The capitalization history makes the arithmetic plain. OpenAI’s own restructuring from a capped-profit subsidiary to a public-benefit corporation establishes an investor return cap at 1,000x, which sounds generous until one applies the mathematics of a trillion-dollar capital overhang. The current generation of large language models does not generate enough margin to service the debt required to build the infrastructure that runs them. A public stake in this architecture does not democratise the output. It socialises the depreciation schedule.
The Sanders approach—fifty percent equity transfer, no purchase price—is at least honest about the structural question. It names the proposition as a redistribution of ownership rather than a market transaction. But the mechanism matters: does a fifty percent public stake come with fifty percent board seats and fifty percent veto power over the decisions that produce the harms everyone is worried about—the training-data extraction, the algorithmic wage discrimination, the water consumption of the data centres, the concentration of compute in a single supplier’s hands? If it does, the companies will resist it with every tool available, and Altman’s quieter, friendlier proposal—buy in at IPO, get the upside, leave us alone to run the company—is designed to forestall the structural alternative.
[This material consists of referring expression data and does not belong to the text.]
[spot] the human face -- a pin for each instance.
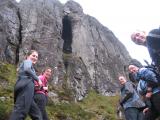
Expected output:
(47, 73)
(33, 57)
(139, 37)
(133, 69)
(122, 80)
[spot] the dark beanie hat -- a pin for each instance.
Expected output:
(155, 33)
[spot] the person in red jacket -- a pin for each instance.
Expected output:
(41, 92)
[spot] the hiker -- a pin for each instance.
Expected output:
(151, 41)
(148, 86)
(24, 90)
(130, 100)
(41, 92)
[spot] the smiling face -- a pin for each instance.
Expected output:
(122, 80)
(47, 73)
(133, 69)
(33, 57)
(139, 37)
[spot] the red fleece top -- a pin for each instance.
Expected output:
(39, 89)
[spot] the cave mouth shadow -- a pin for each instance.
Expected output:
(67, 34)
(67, 38)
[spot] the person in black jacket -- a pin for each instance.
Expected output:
(130, 100)
(24, 90)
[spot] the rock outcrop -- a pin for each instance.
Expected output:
(74, 44)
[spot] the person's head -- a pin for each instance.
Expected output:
(33, 56)
(139, 37)
(122, 79)
(133, 69)
(154, 34)
(47, 72)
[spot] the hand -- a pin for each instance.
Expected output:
(149, 94)
(145, 110)
(40, 82)
(45, 88)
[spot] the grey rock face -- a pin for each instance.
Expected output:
(9, 31)
(96, 57)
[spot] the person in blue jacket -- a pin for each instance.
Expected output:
(148, 86)
(24, 90)
(130, 100)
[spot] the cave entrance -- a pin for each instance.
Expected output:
(67, 44)
(67, 34)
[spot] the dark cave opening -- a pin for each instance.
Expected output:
(67, 34)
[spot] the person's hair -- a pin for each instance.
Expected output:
(46, 68)
(30, 52)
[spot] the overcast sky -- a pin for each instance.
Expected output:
(123, 17)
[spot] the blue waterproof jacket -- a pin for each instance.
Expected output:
(129, 97)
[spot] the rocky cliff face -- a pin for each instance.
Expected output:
(74, 44)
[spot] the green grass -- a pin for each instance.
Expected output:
(93, 107)
(102, 106)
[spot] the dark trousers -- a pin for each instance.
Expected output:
(153, 45)
(25, 104)
(41, 101)
(133, 114)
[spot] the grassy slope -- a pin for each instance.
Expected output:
(93, 107)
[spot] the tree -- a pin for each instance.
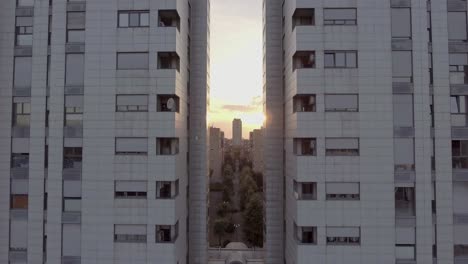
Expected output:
(248, 187)
(219, 228)
(253, 220)
(226, 194)
(224, 209)
(228, 171)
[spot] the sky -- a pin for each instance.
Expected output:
(236, 65)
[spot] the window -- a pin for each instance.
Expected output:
(405, 252)
(168, 60)
(74, 111)
(168, 103)
(404, 201)
(458, 68)
(130, 233)
(76, 22)
(343, 235)
(72, 196)
(167, 146)
(461, 251)
(460, 154)
(132, 61)
(169, 18)
(72, 204)
(49, 37)
(131, 189)
(402, 66)
(18, 235)
(304, 60)
(19, 201)
(342, 147)
(23, 72)
(305, 147)
(134, 18)
(403, 154)
(339, 16)
(21, 111)
(341, 103)
(74, 75)
(72, 157)
(458, 109)
(303, 17)
(457, 26)
(305, 190)
(304, 103)
(340, 59)
(25, 2)
(71, 240)
(401, 22)
(403, 110)
(167, 233)
(306, 234)
(131, 146)
(24, 31)
(20, 160)
(167, 189)
(342, 191)
(131, 103)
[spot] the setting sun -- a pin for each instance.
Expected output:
(236, 65)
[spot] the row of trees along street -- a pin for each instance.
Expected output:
(240, 211)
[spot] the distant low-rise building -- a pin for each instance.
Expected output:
(216, 153)
(256, 142)
(237, 132)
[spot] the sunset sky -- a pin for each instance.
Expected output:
(236, 64)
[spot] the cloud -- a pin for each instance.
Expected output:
(254, 106)
(239, 108)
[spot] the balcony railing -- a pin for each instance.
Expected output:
(459, 120)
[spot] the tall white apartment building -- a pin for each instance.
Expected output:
(368, 164)
(237, 132)
(100, 103)
(256, 143)
(216, 154)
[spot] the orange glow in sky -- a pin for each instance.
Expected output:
(236, 65)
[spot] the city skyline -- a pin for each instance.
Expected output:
(236, 38)
(354, 116)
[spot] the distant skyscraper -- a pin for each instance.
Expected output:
(366, 129)
(237, 132)
(95, 113)
(216, 153)
(256, 142)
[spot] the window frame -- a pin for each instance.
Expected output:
(346, 110)
(345, 152)
(343, 196)
(131, 69)
(345, 52)
(138, 110)
(335, 20)
(128, 13)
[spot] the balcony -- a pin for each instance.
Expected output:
(20, 131)
(303, 17)
(74, 131)
(304, 60)
(459, 120)
(18, 255)
(460, 219)
(71, 260)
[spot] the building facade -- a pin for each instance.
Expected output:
(216, 154)
(370, 152)
(256, 144)
(95, 131)
(237, 132)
If it does not, the public gets the risk without the leverage, which is the same deal the public always gets.
There is a political-economy frame for this move, and it is not new. Handing the state a minority equity position in the chokepoint holder does not restore competition; it transforms the regulator into a minority shareholder. The state that takes a stake in the platform cannot afford to break the platform, because the break would destroy the public pension. Tim Wu’s account in The Master Switch of how information monopolies align with state capital to freeze market structure applies directly here. The alignment is not a conspiracy; it is a balance-sheet necessity.
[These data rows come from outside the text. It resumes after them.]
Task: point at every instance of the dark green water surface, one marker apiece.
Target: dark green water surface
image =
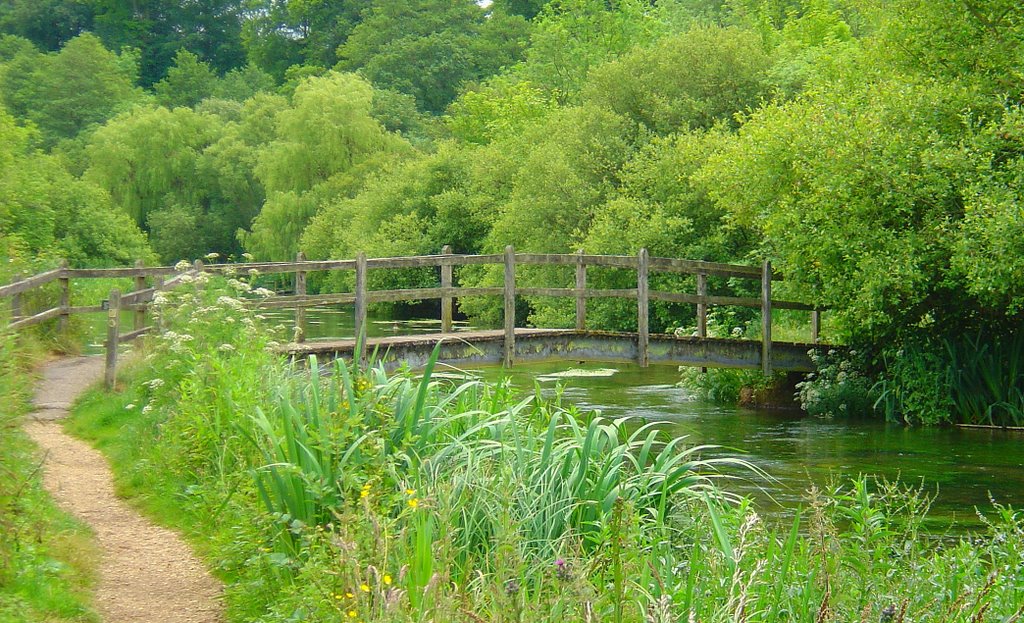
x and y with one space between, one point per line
960 467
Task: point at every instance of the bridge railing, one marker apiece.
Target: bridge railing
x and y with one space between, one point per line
148 280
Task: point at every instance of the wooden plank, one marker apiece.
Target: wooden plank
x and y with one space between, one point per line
643 308
570 259
113 334
35 320
360 304
766 318
581 288
120 273
65 285
446 301
300 290
137 333
35 281
509 312
138 317
701 306
572 292
693 266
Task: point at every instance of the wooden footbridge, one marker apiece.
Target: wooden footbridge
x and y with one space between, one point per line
505 345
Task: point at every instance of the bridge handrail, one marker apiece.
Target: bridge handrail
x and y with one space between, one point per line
139 299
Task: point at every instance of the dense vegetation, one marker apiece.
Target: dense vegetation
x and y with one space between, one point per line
349 494
871 150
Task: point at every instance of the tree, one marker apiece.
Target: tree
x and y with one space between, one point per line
324 146
691 80
209 29
81 85
188 81
430 48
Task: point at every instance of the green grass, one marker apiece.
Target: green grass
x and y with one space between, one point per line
351 494
47 559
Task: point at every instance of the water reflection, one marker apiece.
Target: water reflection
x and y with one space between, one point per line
961 466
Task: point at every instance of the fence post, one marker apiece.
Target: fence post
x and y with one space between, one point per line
509 305
15 300
65 284
300 310
113 336
446 301
138 319
643 331
581 286
766 318
360 305
702 308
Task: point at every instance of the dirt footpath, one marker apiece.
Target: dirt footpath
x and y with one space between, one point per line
146 573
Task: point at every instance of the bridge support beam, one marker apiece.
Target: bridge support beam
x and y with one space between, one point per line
446 301
360 305
509 306
643 308
300 290
766 318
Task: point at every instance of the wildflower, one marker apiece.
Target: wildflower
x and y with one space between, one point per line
562 570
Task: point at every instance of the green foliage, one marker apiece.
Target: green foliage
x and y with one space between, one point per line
838 388
687 81
46 557
376 486
66 92
429 48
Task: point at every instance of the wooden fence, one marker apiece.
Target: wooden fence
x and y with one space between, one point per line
161 278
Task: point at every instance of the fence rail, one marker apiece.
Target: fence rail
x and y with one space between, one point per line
150 280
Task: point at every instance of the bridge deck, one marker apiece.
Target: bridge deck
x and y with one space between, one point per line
482 347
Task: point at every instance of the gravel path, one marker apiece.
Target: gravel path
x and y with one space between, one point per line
146 573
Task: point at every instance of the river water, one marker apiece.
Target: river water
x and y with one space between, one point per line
962 468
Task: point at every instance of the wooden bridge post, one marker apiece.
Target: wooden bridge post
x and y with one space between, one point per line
581 286
643 335
15 300
509 315
446 301
65 283
702 308
360 305
113 337
138 319
766 318
300 291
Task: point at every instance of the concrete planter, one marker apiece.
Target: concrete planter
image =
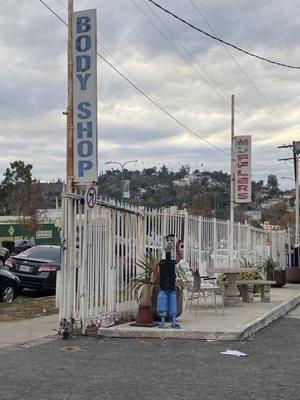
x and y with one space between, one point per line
293 274
280 277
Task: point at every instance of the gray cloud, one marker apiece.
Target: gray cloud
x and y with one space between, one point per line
33 83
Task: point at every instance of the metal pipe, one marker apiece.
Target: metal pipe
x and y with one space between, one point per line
70 123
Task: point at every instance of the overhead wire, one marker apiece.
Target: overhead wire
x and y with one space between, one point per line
241 68
243 114
221 40
189 130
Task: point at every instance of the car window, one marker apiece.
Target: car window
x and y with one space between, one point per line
49 253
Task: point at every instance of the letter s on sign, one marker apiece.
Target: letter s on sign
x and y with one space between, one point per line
85 112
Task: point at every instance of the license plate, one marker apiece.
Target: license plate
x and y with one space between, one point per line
24 268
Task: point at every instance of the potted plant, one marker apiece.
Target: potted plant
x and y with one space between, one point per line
143 279
293 270
273 272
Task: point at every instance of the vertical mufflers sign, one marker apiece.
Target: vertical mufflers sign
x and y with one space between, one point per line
243 169
85 97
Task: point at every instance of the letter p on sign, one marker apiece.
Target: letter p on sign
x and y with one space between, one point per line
91 197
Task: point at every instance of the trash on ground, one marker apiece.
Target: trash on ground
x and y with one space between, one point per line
234 353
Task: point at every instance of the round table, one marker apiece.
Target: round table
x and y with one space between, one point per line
232 296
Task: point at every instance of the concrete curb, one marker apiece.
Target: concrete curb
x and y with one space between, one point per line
254 326
269 317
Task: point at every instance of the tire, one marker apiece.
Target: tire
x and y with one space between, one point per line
7 293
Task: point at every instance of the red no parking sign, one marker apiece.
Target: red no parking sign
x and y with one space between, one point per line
91 197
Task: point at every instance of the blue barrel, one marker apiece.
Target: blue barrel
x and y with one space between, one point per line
172 305
162 304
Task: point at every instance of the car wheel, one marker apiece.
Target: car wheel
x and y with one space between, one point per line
7 293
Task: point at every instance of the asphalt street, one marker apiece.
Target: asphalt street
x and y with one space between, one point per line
92 368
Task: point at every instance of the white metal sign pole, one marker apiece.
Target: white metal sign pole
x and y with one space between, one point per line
232 187
70 155
297 237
The administrative apparatus moving alongside the equity pitch confirms the direction of travel. The meetings between Altman and the administration on AI rules have been publicly framed as regulatory alignment; the equity proposal is the financial instrument that makes the alignment permanent. The executive order signed earlier this week directs federal agencies to increase industry oversight, but its framework prescribes compliance reporting, not structural remedies for the vertical integration of the compute stack. A firm that reports to a Treasury department that holds five percent of its equity faces a regulatory friction that is precisely calibrated to be manageable. The power purchase agreements are already executed. The turbine is already spinning.
There is a public consultation at the Federal Trade Commission on the competitive dynamics of AI markets. It has been open for months. The deadline matters because deadlines are the only part of regulatory processes that the regulated actually respect. Write the comment. Name the chokepoint. The government does not need to own a piece of the tollbooth. It needs to tear the tollbooth down.